So Denmark – the winner two years ago – and the Netherlands – second last year – were among the six countries that failed to qualify on Tuesday. Not that we were shocked, were we? There were much better songs in the running.
Tonight’s semi-final has a slightly larger field, with 17 countries competing for 10 spots in the final – so it will be marginally more difficult to quality. It’s also the one where we in the UK get to vote, so let’s take a look at the songs.
- Lithuania – What starts are jangly guitar turns into a country style backing but they’re no Texas Lightning (Germany, 2006). There’s an irritating chorus and in a sea of duets, this is the weakest. It’ll probably get through anyway.

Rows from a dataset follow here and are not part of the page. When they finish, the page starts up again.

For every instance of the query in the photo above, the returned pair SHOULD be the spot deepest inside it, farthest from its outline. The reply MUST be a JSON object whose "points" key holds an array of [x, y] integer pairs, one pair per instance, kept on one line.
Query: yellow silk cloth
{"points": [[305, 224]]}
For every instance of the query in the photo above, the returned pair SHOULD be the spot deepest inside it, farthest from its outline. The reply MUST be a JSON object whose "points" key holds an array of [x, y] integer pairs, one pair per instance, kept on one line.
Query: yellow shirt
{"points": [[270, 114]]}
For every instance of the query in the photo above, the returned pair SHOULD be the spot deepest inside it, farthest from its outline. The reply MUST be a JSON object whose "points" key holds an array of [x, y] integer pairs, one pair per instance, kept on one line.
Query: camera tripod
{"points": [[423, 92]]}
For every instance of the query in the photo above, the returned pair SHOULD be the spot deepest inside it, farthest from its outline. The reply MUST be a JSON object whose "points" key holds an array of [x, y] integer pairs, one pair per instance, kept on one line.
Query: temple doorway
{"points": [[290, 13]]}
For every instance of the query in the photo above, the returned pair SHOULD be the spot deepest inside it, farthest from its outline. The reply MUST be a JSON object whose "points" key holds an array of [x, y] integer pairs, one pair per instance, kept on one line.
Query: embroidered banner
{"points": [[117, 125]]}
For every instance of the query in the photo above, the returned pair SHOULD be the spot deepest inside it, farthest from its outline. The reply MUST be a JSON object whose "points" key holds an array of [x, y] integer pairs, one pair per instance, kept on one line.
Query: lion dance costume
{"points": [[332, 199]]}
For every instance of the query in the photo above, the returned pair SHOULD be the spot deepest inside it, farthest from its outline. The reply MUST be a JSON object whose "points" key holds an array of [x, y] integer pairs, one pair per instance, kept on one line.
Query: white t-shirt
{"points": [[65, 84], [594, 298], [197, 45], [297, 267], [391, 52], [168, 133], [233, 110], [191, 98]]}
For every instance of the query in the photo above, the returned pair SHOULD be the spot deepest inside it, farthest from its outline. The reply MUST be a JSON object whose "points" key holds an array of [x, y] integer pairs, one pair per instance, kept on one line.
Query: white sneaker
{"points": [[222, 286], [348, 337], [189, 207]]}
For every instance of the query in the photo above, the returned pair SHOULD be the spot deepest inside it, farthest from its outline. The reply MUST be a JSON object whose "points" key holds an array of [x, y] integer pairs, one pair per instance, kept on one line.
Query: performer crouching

- Remember when Ireland were good at this? They’re not about to return to the top with this dull ballad. Believe it or not, they were better off with Jedward.
- San Marino – Another male/female duet. Now I love a good key change, even if the voters don’t, but this one’s a disaster. Just as the song settles into an interesting sound it modulates into cheese.
- Montenegro – It’s not promising at first but Adio manages to develop a heartbeat in sufficient time. Add a reasonable performance and interesting musicality and there should be enough here to see it through.
- Malta – Georgia’s
Warrior deservedly made it through semi-final 1. This is the weaker of the two even while if the sound is more mainstream pop. It would be convenient for everyone trying to keep track on Saturday if this didn’t get through.
- Norway – Technically this falls foul of my “just get going” complaint, but I’ll excuse it because a dark ballad can’t go straight in all guns blazing and it does work, eventually. The strongest of this semi-final so far.
- Portugal – So unremarkable I can barely come up with a remark. Features possibly the dullest key change ever.
- Czech Republic – These two had a fun time at the London Eurovision Party a few weeks ago. I’m interested to see if they manage to bring the charisma on show that night to Vienna or whether they’ll feel the need to go serious. This is a reasonable duet but it needs to be sold in the performance.
- Israel – I think it’s trying to be “fun”. The last line – noting that his three minutes maximum song time is up – is unforgivable.
- Latvia – I see what they’re trying to do but it’s a bit screamy and a bit of a slog.
- Azerbaijan always seem to do better than I think they should. This is a biggish number that does nothing for me so will sail through to the final.
- Iceland – Forgettable. If I had anything else to say, I’ve forgotten. And anyone vaguely enjoying this and thinking about voting for it is likely to be distracted too, because next up it’s…
- Sweden – Let’s not pretend this hasn’t got where it has because of the staging, but that wouldn’t be effective if there wasn’t a good song to build on. This has been the presumptive winner for some time, propelled from the same position in Melodifestivalen, Sweden’s annual selection competition (as big a deal there as Eurovision itself). Straight through to Saturday without touching the sides.
- Switzerland – The opening bass line reminds me of 1995 Beautiful South, and there are lyrical similarities with Jade Ewen’s UK entry (It’s My Time from 2009). Could get a bit lost; could sneak through.
- Cyprus – Sweet and simple and probably not going to make waves.
- Slovenia – The vocals are a little odd but there’s a nice bit of fiddle – always a good sign – and it’s got a decent tempo and a memorable chorus to help it qualify.
- Poland – First, let’s give thanks for this not being last year’s awful Polish entry – to which the UK phone vote promptly gave douze points (thankfully cancelled out by the wisdom of the jury). This is a 1980s ballad. It’s perfectly pleasant with a good climax but will be lucky to sneak through.
The semi-final is on BBC Three and live streamed on YouTube from 8pm. Be there or be not there.